Medicare ACO Program Savings Not Tied To Preventable Hospitalizations Or Concentrated Among High-Risk Patients
It has been widely assumed that better management and coordination of care for chronic conditions and high-risk patients would be the leading mechanisms for achieving savings in accountable care organizations (ACOs), specifically by reducing acute care needs through enhanced outpatient and preventive care. We examined the extent to which changes in spending and hospitalizations for ACO patients in the Medicare Shared Savings Program (MSSP) have been consistent with this expectation. By 2014, participation in the MSSP was associated with significant reductions in total Medicare fee-for-service spending for ACO patients but with proportionately smaller reductions in hospitalizations and some increases in hospitalizations for ambulatory care-sensitive conditions.
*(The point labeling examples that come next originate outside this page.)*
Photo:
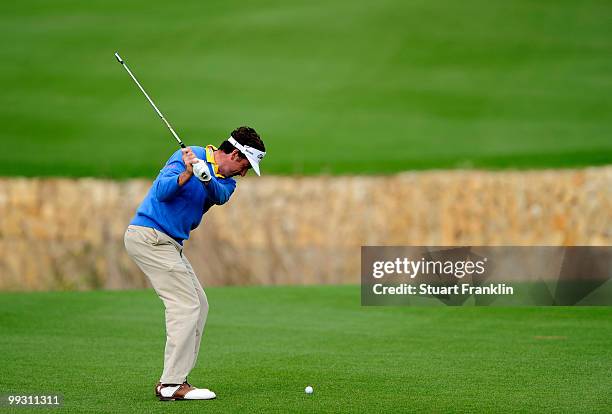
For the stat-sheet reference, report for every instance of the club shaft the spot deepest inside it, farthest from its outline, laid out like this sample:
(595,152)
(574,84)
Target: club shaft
(150,101)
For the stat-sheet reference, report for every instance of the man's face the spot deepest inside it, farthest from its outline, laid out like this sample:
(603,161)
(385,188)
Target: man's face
(234,165)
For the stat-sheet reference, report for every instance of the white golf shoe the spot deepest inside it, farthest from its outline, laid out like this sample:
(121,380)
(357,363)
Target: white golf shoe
(185,392)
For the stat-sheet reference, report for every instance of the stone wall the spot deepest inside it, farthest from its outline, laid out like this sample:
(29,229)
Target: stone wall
(68,234)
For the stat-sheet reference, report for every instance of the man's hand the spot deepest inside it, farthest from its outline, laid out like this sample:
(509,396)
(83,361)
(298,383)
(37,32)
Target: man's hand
(189,159)
(202,171)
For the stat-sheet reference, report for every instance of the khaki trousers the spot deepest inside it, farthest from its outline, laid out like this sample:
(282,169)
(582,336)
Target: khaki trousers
(162,260)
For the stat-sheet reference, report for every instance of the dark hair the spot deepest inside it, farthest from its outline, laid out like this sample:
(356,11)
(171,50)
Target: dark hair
(245,136)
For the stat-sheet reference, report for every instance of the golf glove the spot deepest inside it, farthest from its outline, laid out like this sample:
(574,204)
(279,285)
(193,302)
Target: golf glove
(202,171)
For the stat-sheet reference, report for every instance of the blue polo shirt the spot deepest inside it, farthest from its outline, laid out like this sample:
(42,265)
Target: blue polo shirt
(176,210)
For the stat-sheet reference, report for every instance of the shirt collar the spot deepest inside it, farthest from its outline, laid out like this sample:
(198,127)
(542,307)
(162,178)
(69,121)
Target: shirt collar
(210,157)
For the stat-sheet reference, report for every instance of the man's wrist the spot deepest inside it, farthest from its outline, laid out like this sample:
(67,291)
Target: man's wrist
(184,177)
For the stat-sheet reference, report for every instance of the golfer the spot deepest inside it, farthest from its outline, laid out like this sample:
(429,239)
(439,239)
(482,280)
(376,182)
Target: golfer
(192,181)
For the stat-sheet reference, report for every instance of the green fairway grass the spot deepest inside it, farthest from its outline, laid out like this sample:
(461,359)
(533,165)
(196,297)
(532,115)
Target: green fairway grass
(332,86)
(103,351)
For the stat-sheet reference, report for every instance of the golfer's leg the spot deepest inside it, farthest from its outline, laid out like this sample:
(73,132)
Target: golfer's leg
(165,269)
(203,309)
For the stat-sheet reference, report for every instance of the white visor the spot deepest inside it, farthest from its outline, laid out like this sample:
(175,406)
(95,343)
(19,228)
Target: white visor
(253,154)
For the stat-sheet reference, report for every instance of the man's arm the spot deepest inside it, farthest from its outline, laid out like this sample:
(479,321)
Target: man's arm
(175,175)
(220,189)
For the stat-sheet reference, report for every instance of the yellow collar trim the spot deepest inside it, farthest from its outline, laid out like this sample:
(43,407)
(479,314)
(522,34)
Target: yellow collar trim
(210,157)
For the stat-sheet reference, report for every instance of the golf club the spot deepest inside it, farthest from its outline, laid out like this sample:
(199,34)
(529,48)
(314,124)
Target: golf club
(120,60)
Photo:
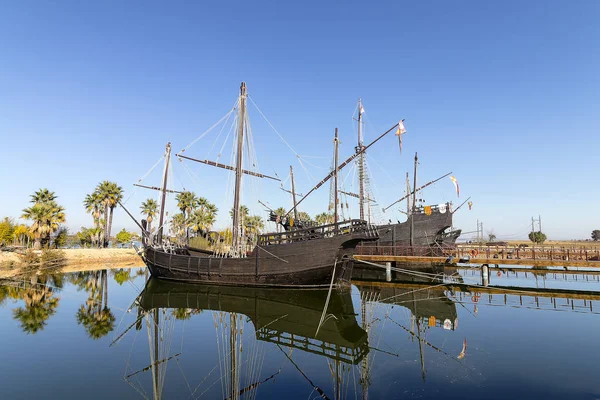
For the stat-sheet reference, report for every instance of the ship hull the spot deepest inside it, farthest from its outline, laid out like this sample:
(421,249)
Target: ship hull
(309,262)
(427,230)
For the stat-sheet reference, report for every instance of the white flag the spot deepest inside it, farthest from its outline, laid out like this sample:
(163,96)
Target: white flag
(401,128)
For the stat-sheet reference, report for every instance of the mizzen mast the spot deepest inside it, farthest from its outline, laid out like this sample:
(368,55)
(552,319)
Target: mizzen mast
(361,163)
(336,143)
(164,193)
(236,231)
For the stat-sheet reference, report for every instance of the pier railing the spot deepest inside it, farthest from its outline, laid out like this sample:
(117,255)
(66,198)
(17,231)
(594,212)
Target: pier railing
(485,252)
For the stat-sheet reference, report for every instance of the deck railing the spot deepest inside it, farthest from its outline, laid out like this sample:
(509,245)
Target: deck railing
(317,232)
(485,252)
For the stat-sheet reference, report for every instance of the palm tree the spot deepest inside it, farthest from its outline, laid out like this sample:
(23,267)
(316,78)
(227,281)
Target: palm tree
(202,221)
(46,219)
(20,233)
(42,196)
(111,194)
(203,218)
(93,204)
(303,216)
(187,203)
(253,226)
(149,210)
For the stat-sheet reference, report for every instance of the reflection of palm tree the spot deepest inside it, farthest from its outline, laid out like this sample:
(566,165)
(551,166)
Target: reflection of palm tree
(122,275)
(40,304)
(96,324)
(95,315)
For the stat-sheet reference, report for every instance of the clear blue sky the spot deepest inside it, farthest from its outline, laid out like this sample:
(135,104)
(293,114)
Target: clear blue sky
(504,94)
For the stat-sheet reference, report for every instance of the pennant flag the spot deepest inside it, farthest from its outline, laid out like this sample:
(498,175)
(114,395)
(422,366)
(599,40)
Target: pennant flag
(401,128)
(399,133)
(453,179)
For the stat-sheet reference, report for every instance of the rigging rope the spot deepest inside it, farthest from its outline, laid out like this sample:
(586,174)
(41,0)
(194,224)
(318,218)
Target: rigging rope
(211,128)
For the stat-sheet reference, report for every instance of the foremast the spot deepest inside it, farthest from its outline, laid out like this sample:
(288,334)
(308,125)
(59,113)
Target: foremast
(361,163)
(164,191)
(237,224)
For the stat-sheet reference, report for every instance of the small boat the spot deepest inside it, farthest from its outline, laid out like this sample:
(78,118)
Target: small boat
(315,256)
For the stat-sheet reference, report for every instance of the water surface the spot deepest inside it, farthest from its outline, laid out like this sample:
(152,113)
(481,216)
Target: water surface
(109,334)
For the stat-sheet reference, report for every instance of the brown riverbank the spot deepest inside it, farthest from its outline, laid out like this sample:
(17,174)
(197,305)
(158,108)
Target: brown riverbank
(75,260)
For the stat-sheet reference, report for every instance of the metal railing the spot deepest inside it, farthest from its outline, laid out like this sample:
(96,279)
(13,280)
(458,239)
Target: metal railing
(486,252)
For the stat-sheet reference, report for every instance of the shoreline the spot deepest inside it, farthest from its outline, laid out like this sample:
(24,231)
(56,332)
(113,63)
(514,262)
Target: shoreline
(78,260)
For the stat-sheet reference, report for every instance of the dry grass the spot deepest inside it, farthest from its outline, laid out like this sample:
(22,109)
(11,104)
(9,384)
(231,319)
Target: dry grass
(558,243)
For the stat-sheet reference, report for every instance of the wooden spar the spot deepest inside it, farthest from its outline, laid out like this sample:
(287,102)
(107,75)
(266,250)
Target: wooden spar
(336,143)
(290,192)
(294,193)
(238,170)
(355,195)
(144,232)
(224,166)
(342,165)
(263,204)
(414,191)
(164,193)
(361,165)
(462,204)
(156,188)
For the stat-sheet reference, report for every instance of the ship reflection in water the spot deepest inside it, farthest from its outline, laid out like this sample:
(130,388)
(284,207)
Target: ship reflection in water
(428,332)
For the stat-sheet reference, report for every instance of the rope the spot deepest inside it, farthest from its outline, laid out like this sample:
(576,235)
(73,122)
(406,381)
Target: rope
(211,128)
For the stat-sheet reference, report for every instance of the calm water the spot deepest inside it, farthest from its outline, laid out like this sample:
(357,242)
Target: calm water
(109,334)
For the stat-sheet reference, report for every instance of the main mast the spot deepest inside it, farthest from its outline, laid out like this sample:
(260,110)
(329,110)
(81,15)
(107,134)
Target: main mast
(236,232)
(336,143)
(361,164)
(164,192)
(293,193)
(412,225)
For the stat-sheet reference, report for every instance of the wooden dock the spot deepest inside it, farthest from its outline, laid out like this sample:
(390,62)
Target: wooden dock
(532,256)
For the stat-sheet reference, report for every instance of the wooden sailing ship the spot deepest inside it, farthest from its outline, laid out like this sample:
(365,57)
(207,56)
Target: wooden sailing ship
(300,257)
(425,226)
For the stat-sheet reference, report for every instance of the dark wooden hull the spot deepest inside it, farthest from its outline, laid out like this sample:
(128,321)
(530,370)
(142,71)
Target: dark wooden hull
(428,230)
(284,316)
(309,263)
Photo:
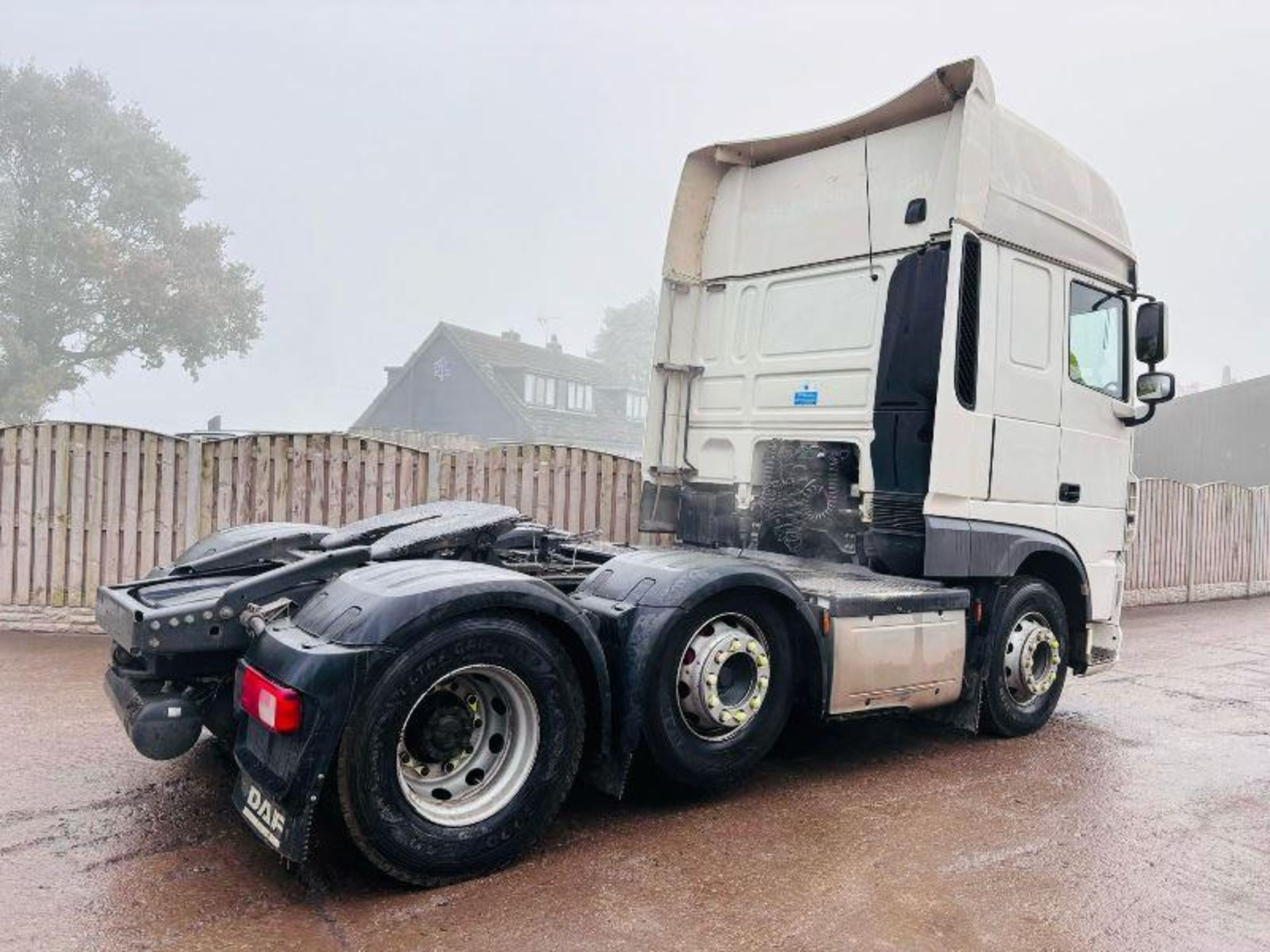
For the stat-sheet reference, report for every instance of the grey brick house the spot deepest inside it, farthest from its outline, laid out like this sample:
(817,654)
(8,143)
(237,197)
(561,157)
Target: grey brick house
(499,389)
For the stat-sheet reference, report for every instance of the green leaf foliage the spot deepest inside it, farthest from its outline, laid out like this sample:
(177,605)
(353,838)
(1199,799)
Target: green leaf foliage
(625,339)
(97,257)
In addition, spending reductions were not clearly concentrated among high-risk patients: Reductions for those patients accounted for only 38 percent of the total reduction among ACOs entering the MSSP in 2012, and reductions among 2013 MSSP entrants were almost entirely concentrated among lower-risk patients. These findings suggest that, on average, care coordination and management efforts focused on ambulatory care-sensitive conditions and high-risk patients have not been the major drivers of early savings in the MSSP.